Department of Cardiovascular Medicine, Toho University Graduate School of Medicine, Tokyo, Japan.
Glob Health Med. 2021 Apr 30;3(2):95-101. doi: 10.35772/ghm.2021.01025.
The aim of this study is to investigate myocardial damage in recovering coronavirus disease 2019 (COVID-19) patients with high-sensitivity troponin levels (hsTnT) and echocardiography. In this single-center cohort study, 215 COVID-19 recovered patients were recruited from all over Japan between April and September 2020. Demographic characteristics, hsTnT levels, and echocardiography data were collected for 209 patients, after excluding those without serum samples or good-quality echocardiographic images. The mean (± standard deviation) age was 44 (± 12) years (range: 36-55 years), and 50.7% of the patients were males. The median time interval (interquartile range) from COVID-19 onset to post-recovery examination was 56 days (34-96 days). Seventy-four recovered patients (35.4%) had hsTnT less than detection sensitivity (< 3 pg/mL) and 135 recovered patients (64.6%) had hsTnT ≥ 3 pg/mL. Ejection fraction was more than 50% in all cases. Left ventricular global longitudinal strain (LVGLS) and right ventricular free-wall longitudinal strain (RVFWLS) were reduced in 62 (29.7%) and 8 patients (3.8%), respectively. They were significantly associated with elevated hsTnT levels. In cases with hsTnT above 5 pg/mL, the LVGLS was greatly reduced to 19.0 ± 2.2% ( < 0.001). Multivariate linear regression analysis showed that elevated hsTnT level was an independent predictor of reduced LVGLS (standardized β = -0.34; < 0.001). In recovered COVID-19 patients, even a slight increase in hsTnT above detection sensitivity was associated with decreased LVGLS. hsTnT and echocardiography may be useful tools to detect myocardial injury in recovered COVID-19 patients.

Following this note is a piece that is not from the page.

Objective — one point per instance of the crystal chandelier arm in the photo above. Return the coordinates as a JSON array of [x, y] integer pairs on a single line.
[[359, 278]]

本研究旨在通过高敏肌钙蛋白水平(hsTnT)和超声心动图,调查康复期2019冠状病毒病(COVID-19)患者的心肌损伤情况。在这项单中心队列研究中,于2020年4月至9月期间从日本各地招募了215例COVID-19康复患者。在排除没有血清样本或高质量超声心动图图像的患者后,收集了209例患者的人口统计学特征、hsTnT水平和超声心动图数据。平均(±标准差)年龄为44(±12)岁(范围:36 - 55岁),50.7%的患者为男性。从COVID-19发病到康复后检查的中位时间间隔(四分位间距)为56天(34 - 96天)。74例康复患者(35.4%)的hsTnT低于检测灵敏度(< 3 pg/mL),135例康复患者(64.6%)的hsTnT≥3 pg/mL。所有病例的射血分数均大于50%。左心室整体纵向应变(LVGLS)和右心室游离壁纵向应变(RVFWLS)分别在62例(29.7%)和8例(3.8%)患者中降低。它们与hsTnT水平升高显著相关。在hsTnT高于5 pg/mL的病例中,LVGLS大幅降至19.0 ± 2.2%(< 0.001)。多变量线性回归分析显示,hsTnT水平升高是LVGLS降低的独立预测因素(标准化β = -0.34;< 0.001)。在康复的COVID-19患者中,即使hsTnT略高于检测灵敏度,也与LVGLS降低相关。hsTnT和超声心动图可能是检测康复期COVID-19患者心肌损伤的有用工具。